Reconstruído pelo imperador Adriano, em 126 d.C., o Panteão é uma das mais bem preservadas obras históricas da Itália.

- Voo militar:

A polêmica sobre a repatriação dos restos mortais também teve questões políticas, com diversos deputados e senadores questionando o uso de um avião militar em um voo oficial de Estado para trazer o corpo do soberano.

"Trazer os restos mortais na Itália com solenidade e voo de Estado é algo que grita na consciência de quem protege uma memória histórica. Grita com a história do pós-guerra. E que não se fale sobre a hipótese de colocá-lo no Panteão.
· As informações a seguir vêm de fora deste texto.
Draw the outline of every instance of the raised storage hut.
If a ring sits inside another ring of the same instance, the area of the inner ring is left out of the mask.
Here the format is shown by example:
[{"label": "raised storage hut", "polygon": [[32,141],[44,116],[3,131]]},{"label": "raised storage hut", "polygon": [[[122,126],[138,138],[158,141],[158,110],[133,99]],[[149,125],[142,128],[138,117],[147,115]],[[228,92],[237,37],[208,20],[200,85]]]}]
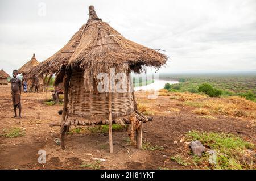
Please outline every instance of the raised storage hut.
[{"label": "raised storage hut", "polygon": [[[46,77],[55,74],[55,85],[64,83],[63,149],[70,125],[109,124],[110,151],[113,152],[112,124],[133,123],[136,124],[137,148],[141,148],[142,123],[148,120],[137,110],[130,73],[140,73],[143,66],[159,68],[167,57],[125,38],[98,18],[93,6],[89,11],[87,23],[63,48],[33,69],[32,75]],[[102,73],[110,79],[114,77],[114,81],[102,84],[101,87],[111,87],[104,92],[98,90],[98,78]],[[120,73],[127,81],[118,91],[119,87],[114,85]]]}]

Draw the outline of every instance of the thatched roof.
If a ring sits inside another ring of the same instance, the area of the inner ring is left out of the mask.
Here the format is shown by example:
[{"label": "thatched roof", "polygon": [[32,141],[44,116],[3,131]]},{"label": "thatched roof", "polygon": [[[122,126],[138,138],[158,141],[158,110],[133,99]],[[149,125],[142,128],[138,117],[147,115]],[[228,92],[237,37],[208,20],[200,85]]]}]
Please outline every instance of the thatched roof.
[{"label": "thatched roof", "polygon": [[36,66],[38,64],[39,64],[39,62],[35,58],[35,53],[34,53],[31,60],[24,64],[23,66],[18,70],[19,74],[27,74],[33,67]]},{"label": "thatched roof", "polygon": [[5,78],[8,77],[10,77],[10,75],[2,69],[1,70],[0,70],[0,78]]},{"label": "thatched roof", "polygon": [[85,82],[97,78],[99,73],[115,68],[127,72],[130,68],[140,72],[142,66],[159,68],[167,57],[154,49],[126,39],[98,18],[94,7],[89,7],[89,18],[69,41],[55,54],[32,69],[32,76],[46,77],[61,70],[80,67]]}]

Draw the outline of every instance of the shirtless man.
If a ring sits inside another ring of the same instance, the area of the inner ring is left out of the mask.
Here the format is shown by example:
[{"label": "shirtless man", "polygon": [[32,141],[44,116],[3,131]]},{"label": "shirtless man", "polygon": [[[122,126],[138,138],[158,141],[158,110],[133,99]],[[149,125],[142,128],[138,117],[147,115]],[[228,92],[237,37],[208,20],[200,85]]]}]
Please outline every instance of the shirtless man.
[{"label": "shirtless man", "polygon": [[11,79],[11,94],[13,97],[13,105],[14,110],[14,116],[17,117],[17,107],[19,108],[19,116],[21,117],[22,106],[20,103],[20,94],[22,91],[22,82],[17,77],[18,70],[14,70],[13,71],[13,77]]}]

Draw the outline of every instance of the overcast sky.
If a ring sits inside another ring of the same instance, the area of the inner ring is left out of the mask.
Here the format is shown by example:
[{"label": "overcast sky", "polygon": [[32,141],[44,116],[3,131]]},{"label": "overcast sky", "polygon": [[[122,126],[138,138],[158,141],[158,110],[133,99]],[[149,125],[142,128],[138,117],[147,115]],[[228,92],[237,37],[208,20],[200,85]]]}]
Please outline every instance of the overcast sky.
[{"label": "overcast sky", "polygon": [[256,70],[256,1],[0,1],[0,69],[42,61],[86,23],[88,6],[125,37],[165,50],[159,72]]}]

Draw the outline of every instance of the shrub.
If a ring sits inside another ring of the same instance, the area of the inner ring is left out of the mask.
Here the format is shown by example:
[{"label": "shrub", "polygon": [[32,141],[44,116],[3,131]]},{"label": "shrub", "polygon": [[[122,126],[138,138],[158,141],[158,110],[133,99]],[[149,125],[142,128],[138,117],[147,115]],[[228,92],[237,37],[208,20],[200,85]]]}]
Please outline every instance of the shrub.
[{"label": "shrub", "polygon": [[198,87],[198,91],[199,92],[203,92],[210,97],[218,97],[222,93],[221,90],[214,88],[210,84],[207,83],[201,85]]},{"label": "shrub", "polygon": [[175,90],[179,90],[180,89],[181,87],[181,85],[179,83],[175,83],[171,85],[171,88]]},{"label": "shrub", "polygon": [[181,78],[179,79],[179,82],[186,82],[186,79],[183,78]]},{"label": "shrub", "polygon": [[165,84],[164,89],[169,90],[170,89],[171,89],[171,84],[170,84],[169,83],[167,83]]},{"label": "shrub", "polygon": [[255,100],[255,95],[251,91],[249,91],[247,93],[243,95],[243,96],[245,97],[245,99],[250,100]]}]

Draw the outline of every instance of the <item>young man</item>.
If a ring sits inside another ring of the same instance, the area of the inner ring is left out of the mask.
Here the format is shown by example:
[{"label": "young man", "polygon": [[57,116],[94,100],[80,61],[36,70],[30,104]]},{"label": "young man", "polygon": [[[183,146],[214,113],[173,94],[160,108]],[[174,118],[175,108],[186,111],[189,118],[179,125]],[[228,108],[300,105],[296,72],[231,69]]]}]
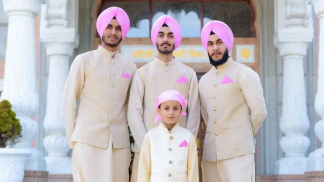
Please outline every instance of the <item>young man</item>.
[{"label": "young man", "polygon": [[207,126],[204,182],[255,181],[253,137],[265,118],[265,103],[258,74],[228,56],[234,40],[221,21],[210,22],[202,30],[202,43],[213,66],[199,84]]},{"label": "young man", "polygon": [[110,7],[99,15],[97,28],[101,46],[75,57],[63,95],[73,179],[128,182],[131,154],[125,106],[136,68],[118,49],[129,29],[129,18],[122,9]]},{"label": "young man", "polygon": [[188,105],[183,109],[188,116],[181,117],[179,123],[195,137],[198,135],[200,113],[197,75],[192,69],[175,60],[173,54],[181,42],[181,36],[180,25],[174,18],[167,15],[159,18],[151,31],[152,42],[158,51],[157,56],[138,69],[134,76],[127,112],[127,120],[135,144],[131,182],[137,181],[140,149],[144,136],[159,125],[159,122],[154,121],[156,116],[155,101],[159,94],[174,90],[185,97]]}]

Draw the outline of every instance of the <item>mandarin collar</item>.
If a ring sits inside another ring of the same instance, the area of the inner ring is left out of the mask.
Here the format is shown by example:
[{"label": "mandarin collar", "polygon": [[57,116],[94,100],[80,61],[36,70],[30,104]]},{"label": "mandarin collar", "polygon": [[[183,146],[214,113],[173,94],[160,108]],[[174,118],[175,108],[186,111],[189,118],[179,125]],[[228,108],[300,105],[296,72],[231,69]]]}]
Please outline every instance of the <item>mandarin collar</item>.
[{"label": "mandarin collar", "polygon": [[176,62],[176,60],[174,59],[174,57],[173,57],[173,59],[172,59],[172,60],[166,63],[159,59],[157,57],[155,57],[153,61],[158,64],[163,66],[170,66],[174,65],[175,64]]},{"label": "mandarin collar", "polygon": [[[101,45],[99,46],[97,50],[105,56],[107,56],[110,58],[117,58],[119,56],[119,52],[118,51],[116,51],[116,52],[111,52],[106,50]],[[115,55],[113,56],[112,56],[113,55],[113,53],[115,53]]]},{"label": "mandarin collar", "polygon": [[173,128],[172,129],[172,130],[169,130],[167,126],[165,126],[165,125],[163,124],[162,121],[161,121],[161,123],[160,123],[159,127],[162,130],[162,131],[163,131],[163,132],[164,133],[168,134],[174,133],[176,132],[179,129],[179,128],[180,128],[180,126],[179,126],[179,124],[178,122],[177,122],[176,123],[174,126],[173,127]]}]

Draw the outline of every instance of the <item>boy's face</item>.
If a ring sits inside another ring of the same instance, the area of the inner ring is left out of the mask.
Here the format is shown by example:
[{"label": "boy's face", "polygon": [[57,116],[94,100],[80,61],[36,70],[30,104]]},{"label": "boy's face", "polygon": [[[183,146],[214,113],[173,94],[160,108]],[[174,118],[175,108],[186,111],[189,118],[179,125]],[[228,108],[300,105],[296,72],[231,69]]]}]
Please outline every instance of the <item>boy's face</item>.
[{"label": "boy's face", "polygon": [[183,109],[177,101],[168,100],[161,104],[160,108],[157,108],[157,112],[162,117],[162,121],[165,124],[173,124],[179,120]]}]

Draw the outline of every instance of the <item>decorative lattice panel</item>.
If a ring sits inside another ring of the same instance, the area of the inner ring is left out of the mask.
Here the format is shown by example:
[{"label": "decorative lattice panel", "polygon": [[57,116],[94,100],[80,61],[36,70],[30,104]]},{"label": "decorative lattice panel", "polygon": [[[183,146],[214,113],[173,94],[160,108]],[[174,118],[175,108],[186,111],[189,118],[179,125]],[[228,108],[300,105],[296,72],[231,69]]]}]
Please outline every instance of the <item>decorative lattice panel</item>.
[{"label": "decorative lattice panel", "polygon": [[203,8],[204,19],[224,22],[230,27],[235,37],[253,36],[252,10],[248,3],[206,2],[204,3]]}]

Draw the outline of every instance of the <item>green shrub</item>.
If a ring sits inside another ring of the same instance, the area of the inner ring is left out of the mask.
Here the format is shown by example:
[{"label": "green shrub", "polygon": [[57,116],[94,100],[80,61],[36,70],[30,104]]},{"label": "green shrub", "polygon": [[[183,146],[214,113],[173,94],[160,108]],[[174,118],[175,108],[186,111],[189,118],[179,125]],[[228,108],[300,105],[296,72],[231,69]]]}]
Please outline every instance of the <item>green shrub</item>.
[{"label": "green shrub", "polygon": [[21,125],[9,101],[0,102],[0,148],[5,147],[7,141],[15,144],[21,137]]}]

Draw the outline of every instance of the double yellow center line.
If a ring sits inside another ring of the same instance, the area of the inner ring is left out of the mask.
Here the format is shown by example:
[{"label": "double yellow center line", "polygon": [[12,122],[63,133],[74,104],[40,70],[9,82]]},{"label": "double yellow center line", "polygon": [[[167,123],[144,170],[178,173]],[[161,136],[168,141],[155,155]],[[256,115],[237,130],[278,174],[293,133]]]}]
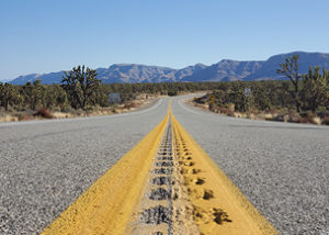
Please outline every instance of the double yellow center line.
[{"label": "double yellow center line", "polygon": [[[168,122],[172,133],[169,233],[277,234],[174,119],[170,104],[161,123],[42,234],[131,234]],[[151,225],[143,226],[147,231]]]}]

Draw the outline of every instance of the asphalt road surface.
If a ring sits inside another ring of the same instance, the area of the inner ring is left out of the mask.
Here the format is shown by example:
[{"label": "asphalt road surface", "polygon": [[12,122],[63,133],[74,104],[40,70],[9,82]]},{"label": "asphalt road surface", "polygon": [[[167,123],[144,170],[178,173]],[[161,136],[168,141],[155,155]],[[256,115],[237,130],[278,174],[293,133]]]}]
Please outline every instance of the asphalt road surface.
[{"label": "asphalt road surface", "polygon": [[[280,234],[329,234],[329,127],[172,112]],[[167,114],[0,124],[0,234],[38,234]]]}]

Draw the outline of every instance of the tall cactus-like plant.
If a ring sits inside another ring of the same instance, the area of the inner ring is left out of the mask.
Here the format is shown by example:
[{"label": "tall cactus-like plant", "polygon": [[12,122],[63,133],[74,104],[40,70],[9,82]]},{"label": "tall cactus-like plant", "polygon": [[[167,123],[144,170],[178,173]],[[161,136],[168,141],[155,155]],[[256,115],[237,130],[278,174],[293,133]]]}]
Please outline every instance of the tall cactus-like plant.
[{"label": "tall cactus-like plant", "polygon": [[324,68],[321,74],[320,67],[309,67],[308,74],[303,76],[303,94],[313,112],[319,105],[326,105],[325,102],[329,99],[329,71]]},{"label": "tall cactus-like plant", "polygon": [[280,75],[284,75],[287,77],[293,85],[293,90],[288,90],[292,98],[295,101],[297,112],[302,111],[302,101],[300,101],[300,79],[302,75],[298,72],[299,64],[298,64],[298,55],[293,55],[290,58],[286,58],[284,63],[280,64],[276,72]]}]

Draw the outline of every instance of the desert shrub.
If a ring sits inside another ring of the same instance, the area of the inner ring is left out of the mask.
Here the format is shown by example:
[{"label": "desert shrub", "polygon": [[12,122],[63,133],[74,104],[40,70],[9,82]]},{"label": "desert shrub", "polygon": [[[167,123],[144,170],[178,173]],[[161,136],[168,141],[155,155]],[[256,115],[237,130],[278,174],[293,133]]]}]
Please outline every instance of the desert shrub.
[{"label": "desert shrub", "polygon": [[50,111],[45,108],[41,108],[34,115],[42,116],[44,119],[53,119],[54,118],[53,114],[50,113]]}]

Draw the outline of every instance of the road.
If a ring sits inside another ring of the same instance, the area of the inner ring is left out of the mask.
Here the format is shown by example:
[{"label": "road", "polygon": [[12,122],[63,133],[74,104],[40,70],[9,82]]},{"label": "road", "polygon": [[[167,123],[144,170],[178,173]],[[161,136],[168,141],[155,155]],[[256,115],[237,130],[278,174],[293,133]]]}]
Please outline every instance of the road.
[{"label": "road", "polygon": [[[172,112],[280,234],[329,234],[329,128]],[[167,114],[0,124],[0,234],[37,234]]]}]

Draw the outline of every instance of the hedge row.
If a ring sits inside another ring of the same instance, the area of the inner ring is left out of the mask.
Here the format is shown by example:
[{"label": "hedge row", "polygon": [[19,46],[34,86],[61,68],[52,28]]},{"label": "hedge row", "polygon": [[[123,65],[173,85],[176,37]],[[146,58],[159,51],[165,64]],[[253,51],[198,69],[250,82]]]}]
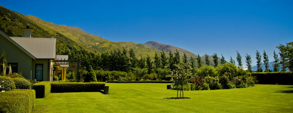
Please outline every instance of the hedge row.
[{"label": "hedge row", "polygon": [[113,83],[172,83],[172,81],[107,81],[106,82]]},{"label": "hedge row", "polygon": [[52,83],[51,93],[97,92],[104,89],[104,82]]},{"label": "hedge row", "polygon": [[14,89],[0,93],[0,112],[31,112],[35,107],[34,90]]},{"label": "hedge row", "polygon": [[293,85],[293,72],[254,73],[251,74],[252,76],[256,76],[259,84]]},{"label": "hedge row", "polygon": [[35,84],[32,89],[36,91],[36,97],[43,98],[47,96],[51,92],[51,83],[49,81],[43,81]]}]

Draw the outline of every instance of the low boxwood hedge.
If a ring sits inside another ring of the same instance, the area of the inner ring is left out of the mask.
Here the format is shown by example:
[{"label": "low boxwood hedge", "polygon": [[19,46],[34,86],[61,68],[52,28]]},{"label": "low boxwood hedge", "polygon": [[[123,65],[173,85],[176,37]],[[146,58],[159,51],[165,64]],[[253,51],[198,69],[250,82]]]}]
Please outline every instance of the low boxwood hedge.
[{"label": "low boxwood hedge", "polygon": [[51,93],[97,92],[104,89],[104,82],[52,83]]},{"label": "low boxwood hedge", "polygon": [[36,91],[36,97],[43,98],[47,96],[51,92],[51,83],[49,81],[43,81],[35,84],[32,89]]},{"label": "low boxwood hedge", "polygon": [[259,84],[293,85],[292,72],[254,73],[251,75],[256,76]]},{"label": "low boxwood hedge", "polygon": [[171,81],[107,81],[107,83],[172,83]]},{"label": "low boxwood hedge", "polygon": [[14,89],[0,92],[0,112],[30,113],[35,107],[34,90]]}]

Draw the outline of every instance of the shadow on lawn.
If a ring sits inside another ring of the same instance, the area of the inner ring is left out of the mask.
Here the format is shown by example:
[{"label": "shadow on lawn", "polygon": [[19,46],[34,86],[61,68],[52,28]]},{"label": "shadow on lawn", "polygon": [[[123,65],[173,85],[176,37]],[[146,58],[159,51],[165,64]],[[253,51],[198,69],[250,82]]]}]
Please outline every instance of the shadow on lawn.
[{"label": "shadow on lawn", "polygon": [[180,98],[180,97],[166,97],[166,98],[164,98],[164,99],[190,99],[190,98],[189,98],[188,97],[184,97],[184,98],[181,97]]}]

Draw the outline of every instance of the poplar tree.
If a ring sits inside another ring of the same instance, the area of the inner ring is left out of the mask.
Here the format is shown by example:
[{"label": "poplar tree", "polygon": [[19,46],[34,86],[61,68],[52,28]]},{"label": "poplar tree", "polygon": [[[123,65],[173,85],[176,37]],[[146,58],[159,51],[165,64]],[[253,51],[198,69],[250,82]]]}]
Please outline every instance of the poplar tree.
[{"label": "poplar tree", "polygon": [[257,67],[257,69],[256,70],[256,72],[263,72],[263,66],[261,66],[262,63],[261,62],[261,56],[257,50],[256,50],[256,66]]},{"label": "poplar tree", "polygon": [[223,56],[223,55],[222,54],[221,55],[222,55],[222,58],[221,59],[221,62],[220,63],[221,64],[223,65],[226,63],[226,61],[225,60],[225,58],[224,57],[224,56]]},{"label": "poplar tree", "polygon": [[236,52],[237,52],[237,56],[236,57],[236,59],[237,60],[237,62],[238,63],[238,68],[239,69],[242,69],[243,67],[242,65],[242,61],[241,60],[241,56],[240,55],[240,54],[237,51],[236,51]]},{"label": "poplar tree", "polygon": [[274,64],[273,67],[274,67],[274,71],[279,72],[280,71],[279,67],[280,66],[280,65],[279,62],[279,60],[280,59],[278,56],[278,54],[276,54],[276,52],[274,51],[274,58],[275,60],[274,61]]},{"label": "poplar tree", "polygon": [[251,61],[251,57],[247,53],[246,54],[246,55],[245,56],[245,58],[246,58],[246,66],[247,66],[248,71],[251,72],[252,71],[251,68],[252,67],[251,66],[251,64],[252,64],[252,62]]},{"label": "poplar tree", "polygon": [[207,54],[205,54],[205,64],[208,66],[209,66],[209,56]]},{"label": "poplar tree", "polygon": [[218,56],[217,55],[217,54],[214,53],[212,56],[213,59],[213,61],[214,61],[214,63],[215,64],[215,67],[217,67],[218,66],[218,65],[219,64],[219,61],[218,61]]},{"label": "poplar tree", "polygon": [[167,61],[168,58],[166,56],[166,54],[165,54],[165,52],[162,49],[162,52],[161,52],[161,63],[162,68],[163,69],[165,67],[167,66],[168,63]]},{"label": "poplar tree", "polygon": [[265,64],[265,72],[270,72],[270,71],[269,68],[269,56],[267,54],[265,50],[263,50],[263,64]]},{"label": "poplar tree", "polygon": [[201,61],[201,57],[200,56],[199,54],[197,54],[197,58],[196,58],[196,60],[197,61],[197,67],[199,68],[201,67],[202,65],[202,62]]},{"label": "poplar tree", "polygon": [[158,68],[161,67],[161,62],[160,61],[160,56],[158,55],[156,52],[155,52],[155,60],[154,62],[155,64],[155,66],[156,68]]}]

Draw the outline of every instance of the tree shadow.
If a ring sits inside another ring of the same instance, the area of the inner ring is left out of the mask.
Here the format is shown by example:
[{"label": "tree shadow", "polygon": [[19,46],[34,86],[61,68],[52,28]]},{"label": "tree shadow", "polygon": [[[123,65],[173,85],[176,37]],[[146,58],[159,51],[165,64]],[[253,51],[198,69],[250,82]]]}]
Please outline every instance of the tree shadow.
[{"label": "tree shadow", "polygon": [[180,97],[166,97],[166,98],[164,98],[164,99],[188,99],[190,98],[189,98],[188,97],[184,97],[180,98]]}]

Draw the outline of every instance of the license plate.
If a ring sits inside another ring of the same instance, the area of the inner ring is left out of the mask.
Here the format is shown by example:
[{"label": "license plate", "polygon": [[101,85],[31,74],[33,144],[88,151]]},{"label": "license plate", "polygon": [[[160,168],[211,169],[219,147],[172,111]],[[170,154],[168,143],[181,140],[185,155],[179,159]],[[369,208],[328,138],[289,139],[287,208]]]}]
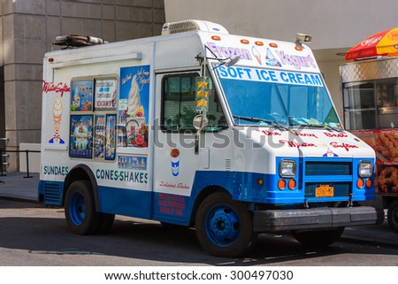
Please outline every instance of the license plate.
[{"label": "license plate", "polygon": [[320,185],[315,188],[315,197],[332,197],[334,195],[334,188],[328,185]]}]

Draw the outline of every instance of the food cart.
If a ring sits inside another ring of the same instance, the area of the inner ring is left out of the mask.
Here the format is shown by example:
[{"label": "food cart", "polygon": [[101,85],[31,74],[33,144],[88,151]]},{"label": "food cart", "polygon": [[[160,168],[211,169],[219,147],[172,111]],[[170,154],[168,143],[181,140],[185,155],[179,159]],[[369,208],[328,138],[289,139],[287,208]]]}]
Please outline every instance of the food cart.
[{"label": "food cart", "polygon": [[345,128],[376,151],[375,186],[398,233],[398,27],[376,34],[340,65]]}]

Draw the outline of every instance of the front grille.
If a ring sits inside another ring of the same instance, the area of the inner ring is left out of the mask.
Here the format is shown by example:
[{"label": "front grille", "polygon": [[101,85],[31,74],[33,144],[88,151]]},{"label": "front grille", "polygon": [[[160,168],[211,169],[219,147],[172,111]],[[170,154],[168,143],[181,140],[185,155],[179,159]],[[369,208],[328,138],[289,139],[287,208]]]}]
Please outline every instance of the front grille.
[{"label": "front grille", "polygon": [[316,188],[323,186],[333,188],[333,197],[348,197],[352,187],[353,166],[351,159],[317,159],[304,163],[305,197],[316,198]]},{"label": "front grille", "polygon": [[[308,182],[305,184],[305,197],[316,197],[315,188],[320,187],[323,183]],[[334,188],[334,196],[348,196],[350,182],[332,182],[328,185],[333,186]]]},{"label": "front grille", "polygon": [[309,161],[305,164],[305,175],[352,175],[351,163]]}]

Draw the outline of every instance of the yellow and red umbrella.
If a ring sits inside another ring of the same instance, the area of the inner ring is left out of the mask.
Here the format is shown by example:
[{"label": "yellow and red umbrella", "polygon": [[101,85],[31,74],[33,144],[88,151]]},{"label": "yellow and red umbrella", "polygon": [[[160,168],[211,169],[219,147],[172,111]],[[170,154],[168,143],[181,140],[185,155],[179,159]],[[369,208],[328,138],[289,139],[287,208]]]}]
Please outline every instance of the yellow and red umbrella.
[{"label": "yellow and red umbrella", "polygon": [[398,56],[398,27],[373,35],[356,44],[347,52],[346,60],[396,56]]}]

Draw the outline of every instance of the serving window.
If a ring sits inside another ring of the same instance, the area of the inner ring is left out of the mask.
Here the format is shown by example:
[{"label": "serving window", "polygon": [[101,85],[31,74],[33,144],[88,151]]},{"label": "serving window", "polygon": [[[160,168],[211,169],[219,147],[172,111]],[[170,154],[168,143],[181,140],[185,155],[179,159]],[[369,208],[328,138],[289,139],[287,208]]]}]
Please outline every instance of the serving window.
[{"label": "serving window", "polygon": [[380,129],[398,125],[398,78],[343,85],[348,130]]},{"label": "serving window", "polygon": [[73,80],[69,156],[116,158],[116,77]]}]

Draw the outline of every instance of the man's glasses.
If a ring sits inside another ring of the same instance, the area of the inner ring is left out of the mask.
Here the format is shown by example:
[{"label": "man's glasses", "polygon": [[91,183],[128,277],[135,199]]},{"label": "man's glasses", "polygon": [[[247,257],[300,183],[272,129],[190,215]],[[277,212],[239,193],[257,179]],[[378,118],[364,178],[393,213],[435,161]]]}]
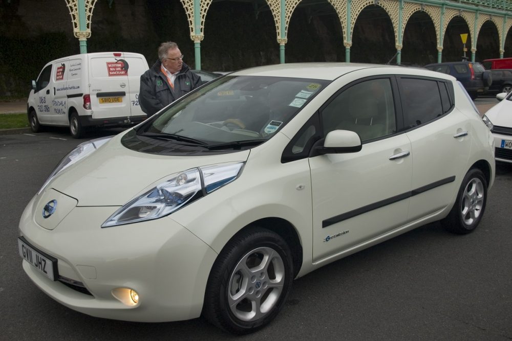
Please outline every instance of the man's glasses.
[{"label": "man's glasses", "polygon": [[181,55],[181,56],[180,56],[178,58],[167,58],[167,57],[164,57],[163,59],[170,59],[171,60],[174,60],[174,61],[178,61],[180,59],[183,59],[183,55]]}]

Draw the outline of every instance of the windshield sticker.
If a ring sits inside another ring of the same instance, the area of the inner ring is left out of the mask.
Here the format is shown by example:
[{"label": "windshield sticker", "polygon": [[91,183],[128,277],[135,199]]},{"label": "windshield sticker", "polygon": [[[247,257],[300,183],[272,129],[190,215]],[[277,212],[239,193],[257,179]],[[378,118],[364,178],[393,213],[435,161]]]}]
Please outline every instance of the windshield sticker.
[{"label": "windshield sticker", "polygon": [[302,98],[295,98],[292,101],[292,102],[288,104],[288,106],[294,106],[296,108],[302,107],[302,106],[306,103],[306,100]]},{"label": "windshield sticker", "polygon": [[275,132],[275,131],[278,130],[279,128],[279,126],[283,124],[283,122],[280,122],[279,121],[271,121],[270,123],[265,127],[265,129],[263,130],[267,134],[272,134]]},{"label": "windshield sticker", "polygon": [[306,86],[306,88],[309,89],[312,91],[316,91],[317,90],[320,88],[321,86],[322,86],[322,85],[319,84],[318,83],[312,83],[307,86]]},{"label": "windshield sticker", "polygon": [[308,98],[309,96],[313,95],[313,93],[306,91],[306,90],[301,90],[297,95],[295,95],[295,97],[300,97],[301,98]]},{"label": "windshield sticker", "polygon": [[217,93],[218,96],[231,96],[234,95],[234,92],[232,90],[223,90]]}]

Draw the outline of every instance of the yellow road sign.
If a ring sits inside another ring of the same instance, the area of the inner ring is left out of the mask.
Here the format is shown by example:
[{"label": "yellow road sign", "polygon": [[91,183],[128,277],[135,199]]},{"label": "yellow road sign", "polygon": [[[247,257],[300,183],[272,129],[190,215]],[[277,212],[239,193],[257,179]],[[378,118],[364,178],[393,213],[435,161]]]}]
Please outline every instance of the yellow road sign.
[{"label": "yellow road sign", "polygon": [[460,38],[462,39],[462,43],[466,43],[466,40],[467,40],[467,33],[463,33],[460,35]]}]

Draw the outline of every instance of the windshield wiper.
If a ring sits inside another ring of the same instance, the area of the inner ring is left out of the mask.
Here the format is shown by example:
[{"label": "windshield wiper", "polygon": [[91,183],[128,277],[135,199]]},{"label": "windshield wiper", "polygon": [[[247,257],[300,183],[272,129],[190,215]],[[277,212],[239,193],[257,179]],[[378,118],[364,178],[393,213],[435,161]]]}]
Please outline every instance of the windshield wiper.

Chega", disse o presidente emérito da Associação Nacional dos Partigiani Italiano (Anpi), Carlo Smuraglia.

O líder do grupo "Liberi e Uguali" no Parlamento, Giulio Marcon, disse que "algum membro do governo terá que nos explicar, explicar ao Tribunal de Contas e aos italianos qual foi a razão para usar um avião da Aeronáutica militar, em um voo de Estado, para trazer para a Itália o corpo de alguém que fez conluio e não se opôs à ditadura fascista, assinou a lei racista contra os judeus e levou o país para o desastre da Guerra".

Um dos líderes do partido "Democratas e Progressistas", dissidente da sigla governista Partido Democrático, Massimo D'Alema, também criticou a decisão.

"Vittorio Emanuele III foi corresponsável pelo fascismo e divido o sentimento de repulsa da comunidade judaica e da Anpi. Acredito que o voo de Estado seja um episódio desagradável que precisará ser esclarecido no Parlamento", destacou D'Alema.